Avro schemas#
Sasquatch uses Avro as serialization format. Avro is a binary format, it provides a schema for the data and supports schema evolution via the Confluent Schema Registry.
This guide describes how to define Avro schemas for your data and how to use them in Sasquatch.
For example, assume a metric named skyFluxMetric with the following data:
{
"timestamp": 1681248783000000,
"band": "y",
"instrument": "LSSTCam-imSim",
"meanSky": -213.75839364883444,
"stdevSky": 2328.906118708811,
}
A simple Avro schema for this metric would look like this:
{
"namespace": "lsst.example",
"name": "skyFluxMetric",
"type": "record",
"fields": [
{
"name": "timestamp",
"type": "long"
},
{
"name": "band",
"type": "string"
},
{
"name": "instrument",
"type": "string",
},
{
"name": "meanSky",
"type": "float"
},
{
"name": "stdevSky",
"type": "float"
}
]
}
The namespace and the metric name are used to create the full qualified name lsst.example.skyFluxMetric.
The full qualified name is also corresponds to the Kafka topic name.
The schema is stored in the Schema Registry and is used to validate the data sent to Sasquatch.
Read more about Avro schemas and types in the Avro specification.
Adding units and description#
It is recommended to add units and description to the schema. Some clients like the EFD client can display this information to help users understand the data.
The convention in Sasquatch is to add the units and description keys in every field of the schema.
Use astropy units whenever possible.
{
"namespace": "lsst.example",
"name": "skyFluxMetric",
"type": "record",
"fields": [
{
"name": "timestamp",
"type": "long",
"units": "ms",
"description": "The time the metric was measured in millisecons since the Unix epoch."
},
{
"name": "band",
"type": "string",
"units": "unitless",
"description": "The observation band associated to this metric."
},
{
"name": "instrument",
"type": "string",
"units": "unitless",
"description": "The name of the instrument associated to this metric."
},
{
"name": "meanSky",
"type": "float",
"units": "adu",
"description": "The mean sky flux in ADU."
},
{
"name": "stdevSky",
"type": "float",
"units": "adu",
"description": "The standard deviation of the sky flux in ADU."
}
]
}
Default values#
In Avro it is possible to provide a default value for fields, however it is only used during schema evolution, for example, when a new field is added to the schema and old data is read. Not that it doesn’t make the field optional at encoding time, so when sending data to Sasquatch all fields defined in the schema must be present, even if they have a default value.
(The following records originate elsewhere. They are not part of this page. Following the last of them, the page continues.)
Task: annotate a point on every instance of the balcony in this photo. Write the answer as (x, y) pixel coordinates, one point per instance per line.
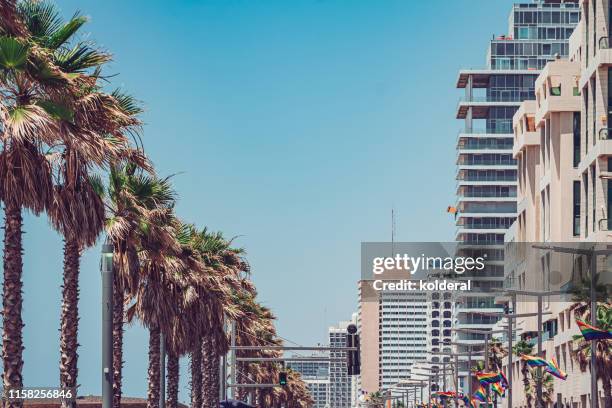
(602, 148)
(480, 105)
(603, 58)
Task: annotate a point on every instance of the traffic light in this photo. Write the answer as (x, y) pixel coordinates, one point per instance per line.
(352, 357)
(282, 378)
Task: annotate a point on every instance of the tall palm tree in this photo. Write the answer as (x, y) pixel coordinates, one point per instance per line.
(90, 126)
(603, 356)
(133, 199)
(520, 348)
(30, 84)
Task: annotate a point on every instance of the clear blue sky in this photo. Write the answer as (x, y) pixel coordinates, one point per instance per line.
(296, 125)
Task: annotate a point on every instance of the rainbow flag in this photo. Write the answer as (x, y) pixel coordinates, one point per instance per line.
(498, 389)
(534, 361)
(488, 378)
(480, 394)
(591, 332)
(504, 381)
(553, 368)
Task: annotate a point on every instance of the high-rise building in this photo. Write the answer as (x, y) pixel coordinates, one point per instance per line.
(393, 331)
(339, 380)
(486, 169)
(316, 376)
(562, 143)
The convention in Sasquatch is to use the Avro null value as default value.
The schema uses the Union type:
{"name": "meanSky", "type": ["null", "float"], "default": null}
Note that because of the union type, when sending data to Sasquatch this will not work:
{"meanSky": 2328.906}
Instead use the following format for fields with default values:
{"meanSky": {"float": 2328.906}}
Schema evolution#
In Sasquatch, schema changes should be forward-compatible so that consumers won’t break. Sasquatch consumers include Kafka consumers like Telegraf, any application that queries InfluxDB, and Chronograf dashboards.
Forward compatibility means that data produced with a new schema can be read by consumers using the previous schema. An example of a forward-compatible schema change is adding a new field to the schema with a default value, so that old consumers can ignore the new field and new consumers can use the default value when reading old data. Removing or renaming existing fields are examples of non forward-compatible schema changes.
Read more about forward compatibility in the Confluent Schema Registry documentation.
Suppose there’s a dashboard in Chronograf with a chart that displays a time series of meanSky and stdevSky values grouped by band.
The timestamp, band, meanSky and stdevSky fields are always required for that chart to work.
The following Avro schema will ensure these fields are always present:
{
"namespace": "lsst.example",
"type": "record",
"name": "skyFluxMetric",
"fields": [
{
"name": "timestamp",
"type": "long"
},
{
"name": "band",
"type": "string"
},
{
"name": "instrument",
"type": "string",
},
{
"name": "meanSky",
"type": "float"
},
{
"name": "stdevSky",
"type": "float"
}
]
}
Now, suppose you want to add a table linked to the previous chart to display the visit ID associated with this metric.
Adding the visit field to the schema is a forward-compatible change.
Additionally, adding the visit field with a default value will ensure that old messages can still be read by new consumers.
The new schema will look like this:
{
"namespace": "lsst.example",
"type": "record",
"name": "skyFluxMetric",
"fields": [
{
"name": "timestamp",
"type": "long"
},
{
"name": "band",
"type": "string"
},
{
"name": "instrument",
"type": "string",
},
{
"name": "visit",
"type": ["null", "int"], "default": null}
},
{
"name": "meanSky",
"type": "float"
},
{
"name": "stdevSky",
"type": "float"
}
]
}
New messages sent to Sasquatch now require the visit field and a new consumers that use the visit information can be implemented.
Because the visit field has a default value, new consumers can still read old messages that don’t have the visit field.